Kampf gegen Kindesmissbrauch „Die Hälfte der Täter ist nicht pädophil“

Interview | Düsseldorf · Sexualisierte Gewalt gegen Kinder soll künftig als Verbrechen behandelt – und bestraft werden. Ändert das etwas? Ein Gespräch mit einer forensischen Psychiaterin.

 Sexualisierte Gewalt gegen Kinder wird von unterschiedlichen Tätertypen verübt. Nach einem neuen Gesetz sollen solche Taten künftig als Verbrechen, nicht mehr als Vergehen behandelt werden.

Sexualisierte Gewalt gegen Kinder wird von unterschiedlichen Tätertypen verübt. Nach einem neuen Gesetz sollen solche Taten künftig als Verbrechen, nicht mehr als Vergehen behandelt werden.

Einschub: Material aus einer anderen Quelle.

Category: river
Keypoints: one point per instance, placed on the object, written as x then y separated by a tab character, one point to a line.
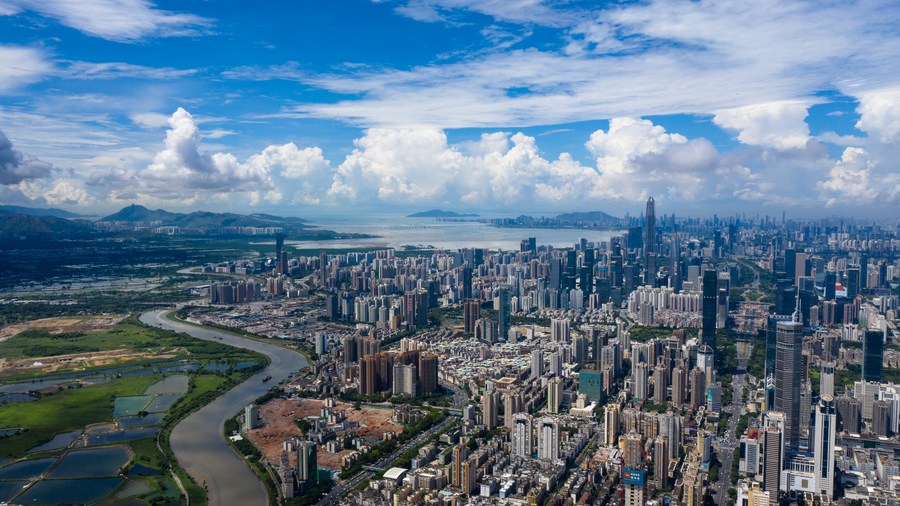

Foto: dpa/Julian Stratenschulte

Die Bundesregierung hat den Gesetzentwurf zur Bekämpfung sexualisierter Gewalt auf den Weg gebracht. Das Kabinett billigte die Vorlage von Bundesjustizministerin Christine Lambrecht (SPD), mit der Kindesmissbrauch künftig als Verbrechen mit einem Strafrahmen von einem Jahr bis zu 15 Jahren Freiheitsstrafe verfolgt wird. Bisher gilt der Missbrauch als Vergehen mit Freiheitsstrafe von sechs Monaten bis zu zehn Jahren. Auch Verbreitung und Besitz von Kinderpornografie sollen zum Verbrechen hochgestuft werden.

Was bringen härtere Strafen?

Nahlah Saimeh Strafmaße festzulegen, ist Aufgabe der Juristen und nicht der Psychiatrie. Von daher kommentiere ich Strafmaße nicht. Seit den letzten 20 Jahren wird sexuelle Gewalt aber deutlich stärker bestraft. Das Problem sexueller Gewalttaten an Kindern erfordert aber mehr Anstrengungen.

Nämlich?

Saimeh Die Hälfte der sexuellen Missbrauchshandlungen mit Kindern werden gar nicht von Pädophilen begangen. Nur etwa 40 Prozent der Täter sind explizit sexuell ansprechbar durch kindliche Körper. Wir tun immer so, als ob die Täter völlig fremde, unbekannte Wesen sind.

Männer aus den Büschen.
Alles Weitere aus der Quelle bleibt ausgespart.